Die Zukunft der Offizin Haag-Drugulin, Dresden, ist ungewiss.

Sil­via Werfel

Nach dem Tod Ecke­hart Schu­ma­cher­Ge­blers am 17. Dezem­ber 2022 ist unge­wiss, wie es mit der Offi­zin Haag-Dru­gu­lin (OHD) wei­ter­geht. Schu­ma­cher­Ge­bler hat­te den 1829 gegrün­de­ten renom­mier­ten Leip­zi­ger Betrieb nach der Wen­de über­nom­men und ihn zuletzt zehn Jah­re in Dres­den wei­ter­ge­führt. Nicht als Muse­ums­werk­statt, son­dern als Hand­werks­be­trieb. Gewinn­ma­xi­mie­rung stand hier nicht im Fokus.
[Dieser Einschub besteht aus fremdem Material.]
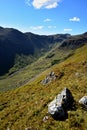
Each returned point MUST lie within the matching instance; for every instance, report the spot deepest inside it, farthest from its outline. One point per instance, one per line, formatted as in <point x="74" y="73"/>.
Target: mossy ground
<point x="26" y="107"/>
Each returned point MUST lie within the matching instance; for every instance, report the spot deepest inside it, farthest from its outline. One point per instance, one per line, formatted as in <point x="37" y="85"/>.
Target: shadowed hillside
<point x="19" y="49"/>
<point x="27" y="107"/>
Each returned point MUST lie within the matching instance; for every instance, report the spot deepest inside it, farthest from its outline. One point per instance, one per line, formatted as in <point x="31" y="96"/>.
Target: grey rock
<point x="61" y="104"/>
<point x="50" y="77"/>
<point x="83" y="101"/>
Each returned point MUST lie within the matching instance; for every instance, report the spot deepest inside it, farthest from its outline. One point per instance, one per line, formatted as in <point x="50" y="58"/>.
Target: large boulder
<point x="61" y="104"/>
<point x="83" y="101"/>
<point x="50" y="77"/>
Ecke­hart Schu­ma­cher­Ge­blers Anlie­gen war, einen Kul­tur­schatz und die damit ver­bun­de­nen Fer­tig­kei­ten zu erhal­ten und wei­ter­zu­ge­ben. So wer­den in der OHD Druck­auf­trä­ge im Blei­satz und Buch­druck auf höchs­tem pro­fes­sio­nel­len Niveau durch­ge­führt, dank der Mono­ty­pe auch Buch­pro­jek­te grö­ße­ren Umfangs.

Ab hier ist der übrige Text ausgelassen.